Новодворская обязательно бы озвучила одну из этих острых проблем, если бы не принудительная немота.
- Гммммммг, - промычала она ему в ладонь его имя.
- Штаны сними, - ещё убедительнее произнес мужчина. И уточнил для тупых: - С себя.
Теперь Лера поняла. Он зажал ей рот, другой рукой шарит у неё под майкой и требует, чтобы она сняла свои штаны. Отличное прощание.
- Лера. Делай, как говорю тебе Я!
Он смотрел на неё так, как в самую их первую встречу. Когда она вот так, как сейчас, лежала под ним, обтекающим вискарем, которым Лера его и окатила. Она вспомнила ту жгучую смесь жути и восхищения, которой он ее ужалил, пометив, как цель. Этот мужчина не церемонится. Своё отвоёвывает сразу и навсегда. Море решимости в мудрых глазах.
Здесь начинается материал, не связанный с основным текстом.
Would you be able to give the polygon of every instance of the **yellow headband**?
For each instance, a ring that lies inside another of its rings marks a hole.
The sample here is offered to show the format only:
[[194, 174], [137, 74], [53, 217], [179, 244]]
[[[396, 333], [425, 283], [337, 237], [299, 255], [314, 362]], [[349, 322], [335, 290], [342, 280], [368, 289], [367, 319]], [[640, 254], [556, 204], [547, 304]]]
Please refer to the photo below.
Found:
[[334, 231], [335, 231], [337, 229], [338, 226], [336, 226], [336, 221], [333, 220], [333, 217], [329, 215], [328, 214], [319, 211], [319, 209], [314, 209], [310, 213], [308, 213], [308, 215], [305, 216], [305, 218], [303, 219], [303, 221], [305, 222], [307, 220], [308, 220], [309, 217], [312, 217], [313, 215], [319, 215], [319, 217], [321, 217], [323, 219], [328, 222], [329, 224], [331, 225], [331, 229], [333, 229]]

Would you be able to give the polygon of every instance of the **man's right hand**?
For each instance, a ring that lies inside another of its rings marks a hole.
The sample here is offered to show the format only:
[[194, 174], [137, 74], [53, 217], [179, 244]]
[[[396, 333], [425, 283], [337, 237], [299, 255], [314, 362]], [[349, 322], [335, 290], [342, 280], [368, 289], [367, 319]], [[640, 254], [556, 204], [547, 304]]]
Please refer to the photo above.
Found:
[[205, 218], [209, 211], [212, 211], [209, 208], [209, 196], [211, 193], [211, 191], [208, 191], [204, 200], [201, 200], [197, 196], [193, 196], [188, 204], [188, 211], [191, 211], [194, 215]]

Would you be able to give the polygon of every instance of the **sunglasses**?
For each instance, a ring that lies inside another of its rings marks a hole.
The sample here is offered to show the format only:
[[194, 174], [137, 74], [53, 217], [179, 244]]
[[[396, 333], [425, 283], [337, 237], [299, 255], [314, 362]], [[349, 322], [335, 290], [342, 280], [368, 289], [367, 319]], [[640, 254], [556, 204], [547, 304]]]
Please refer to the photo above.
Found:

Забытые и не те женщины, ошибки, предательства, ножевые ранения и перебранный алкоголь у таких принято называть жизненным опытом. В его сильных руках все вспыхивает, плавится, прогибается. Он гордится своей империей, как родитель гениальным ребенком. Он невозмутим. Но ревнив и своего не упустит. То, что принадлежит ему - неприкасаемо.
Как ему противостоять?
И зачем?
Никто так больше не сделает, наслаждайся!
Ни у кого яиц не хватит, зажав рот, ТАК взять неприступную Новодворскую задницу, облапать грудь, задрать майку и истязать губами и зубами острые соски. Он же единственный, кто мог стать ее первым. И стал. Потому что взял своё почти не спрашивая, но без единого выстрела взял. Лера всю жизнь таких презирала, клеймила абьюзом, харрасментом, домостроем; обзывала мужланами, андроцентристами. А сама только такому и смогла позволить бродить по венам и по коже. Снаружи и внутри.
Конечно, она сняла штаны. А кто бы не снял?
- Всё , Лера, всё снимай.
«Глеб» - простонала она, а получилось очередное «гмммг».
Он помог снять кроссовки, стащить с щиколоток тряпки. Затем быстро стянул с бёдер свои брюки. Прильнул. Вжался. Придавил. Раскатал. Скользнул двумя пальцами в жар, мазнул между ног влажно, густо, крупно, как импрессионист.
Мало. Пальцев мало.
До боли, до ломоты в костях хотелось ощущать в себе его силу, мощь, пошлую лирику.
Жесткий ямб, ритмичный хорей.
Только скорее.
Только быстрей.
- Гл… Глеб, - вырвалось сразу же, как только он разжал рот. Но тут же сунул в него свои пальцы со вкусом соленой карамели. Она приняла их с упоением. Будто было в этом что-то столь же естественное, как дождь, моросящий по металлической крыше.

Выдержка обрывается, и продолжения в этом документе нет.